To prepare a natural preservative mixture of sorbic acid, four candidate substances showing antibacterial effects were selected from 48 natural extract candidate substances, whose antibacterial activity was measured in this study. In addition, to develop universal natural preservatives, two types of natural extracts (Nelumbo nucifera and Ecklonia cava) that have shown antibacterial effects in previous studies were used [23], and a total of six natural extracts were combined to demonstrate their potential as universal natural preservatives in various combinations. The profiles of the natural extract mixtures are presented in Table 2. M1 is a mixture of natural extracts prepared at the minimum concentration to control L. monocytogenes, C. perfringens, Salmonella spp., and E. coli. M2 was a mixture of natural extracts prepared at the minimum concentration to control L. monocytogenes, C. perfringens, Salmonella spp., and E. coli, with economic feasibility. M3 was a combination of all six natural extract candidates. M4 was a combination of five candidate substances. M5 was prepared with 1/2 the concentration of M4. M6 had the same composition as M1, along with the addition of natural extracts effective against gram-negative and gram-positive bacteria, and one more natural extract effective against the four types of bacteria.

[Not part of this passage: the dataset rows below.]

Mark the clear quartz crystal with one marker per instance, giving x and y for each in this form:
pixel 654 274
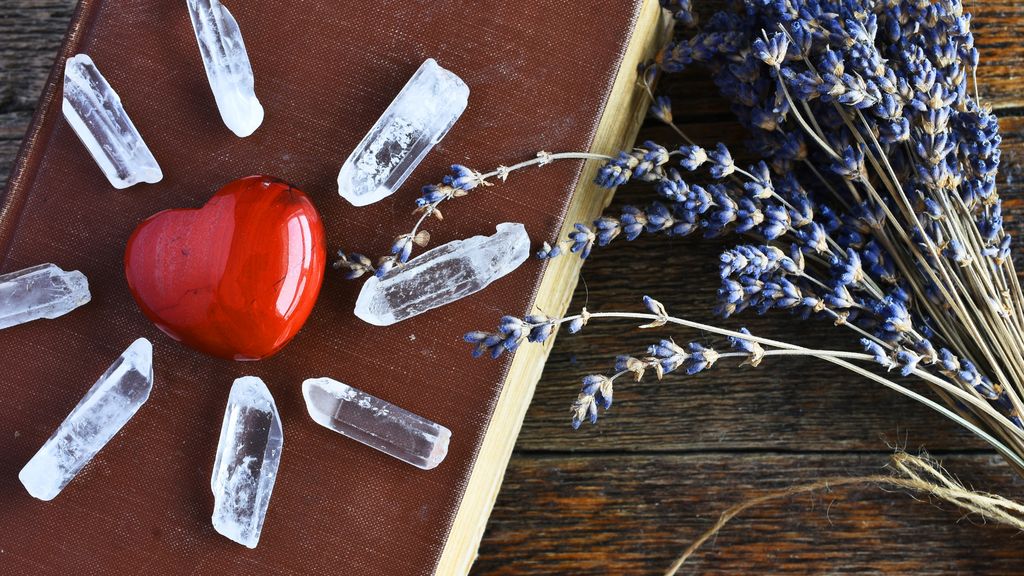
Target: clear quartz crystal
pixel 441 276
pixel 419 117
pixel 94 111
pixel 43 291
pixel 104 409
pixel 248 455
pixel 376 422
pixel 226 66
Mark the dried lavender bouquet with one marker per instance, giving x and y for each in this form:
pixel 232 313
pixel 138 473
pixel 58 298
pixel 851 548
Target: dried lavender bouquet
pixel 875 207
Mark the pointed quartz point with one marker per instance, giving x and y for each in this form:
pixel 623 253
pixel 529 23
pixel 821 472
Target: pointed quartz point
pixel 226 65
pixel 104 409
pixel 375 422
pixel 248 455
pixel 419 117
pixel 441 276
pixel 43 291
pixel 94 111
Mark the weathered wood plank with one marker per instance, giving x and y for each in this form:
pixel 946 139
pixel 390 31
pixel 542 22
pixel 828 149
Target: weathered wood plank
pixel 31 32
pixel 569 515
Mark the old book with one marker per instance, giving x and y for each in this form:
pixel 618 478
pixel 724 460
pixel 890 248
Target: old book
pixel 543 76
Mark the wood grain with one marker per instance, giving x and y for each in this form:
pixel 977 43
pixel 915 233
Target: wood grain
pixel 627 495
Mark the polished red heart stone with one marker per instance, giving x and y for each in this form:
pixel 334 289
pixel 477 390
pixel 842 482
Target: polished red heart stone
pixel 236 279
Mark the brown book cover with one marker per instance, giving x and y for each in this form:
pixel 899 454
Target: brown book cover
pixel 540 76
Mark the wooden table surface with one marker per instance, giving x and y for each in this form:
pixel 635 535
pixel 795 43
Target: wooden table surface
pixel 627 495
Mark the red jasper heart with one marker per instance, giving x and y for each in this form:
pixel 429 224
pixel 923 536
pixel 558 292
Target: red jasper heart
pixel 236 279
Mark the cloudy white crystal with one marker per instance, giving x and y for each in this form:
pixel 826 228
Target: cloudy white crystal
pixel 94 111
pixel 226 65
pixel 443 275
pixel 419 117
pixel 248 456
pixel 104 409
pixel 43 291
pixel 376 422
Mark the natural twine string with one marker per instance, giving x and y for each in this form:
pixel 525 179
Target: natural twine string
pixel 920 474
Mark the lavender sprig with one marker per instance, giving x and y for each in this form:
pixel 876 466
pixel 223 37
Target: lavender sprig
pixel 457 184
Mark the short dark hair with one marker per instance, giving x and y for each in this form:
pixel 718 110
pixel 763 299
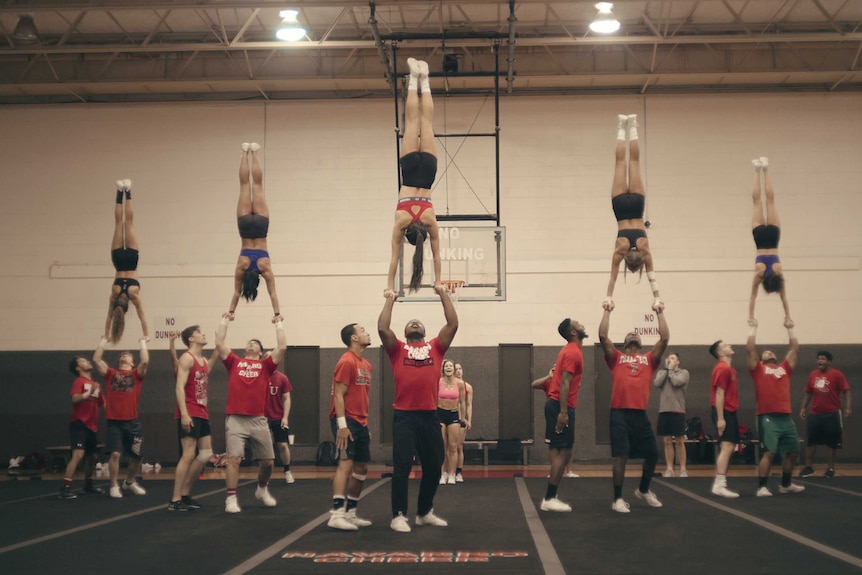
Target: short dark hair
pixel 73 365
pixel 187 333
pixel 563 328
pixel 348 332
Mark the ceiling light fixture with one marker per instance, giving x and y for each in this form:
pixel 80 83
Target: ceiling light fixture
pixel 605 21
pixel 290 30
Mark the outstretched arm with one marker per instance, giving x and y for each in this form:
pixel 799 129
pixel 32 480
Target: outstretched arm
pixel 447 332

The natural plant extract mixtures were dissolved in sterile TSB broth containing 10% DMSO, and diluted bacteria (L. monocytogenes, C. perfringens, Salmonella spp., and E. coli) were inoculated at 3 Log CFU/mL. The mixtures were incubated at 30°C (L. monocytogenes) or 37°C (C. perfringens, Salmonella spp., and E. coli) depending on the growth of the strains and spread on agar plates at 0, 3, 6, 12, 24, 36, and 48 h. After incubating the plates for 24 h at the optimum incubation temperature, colonies were counted.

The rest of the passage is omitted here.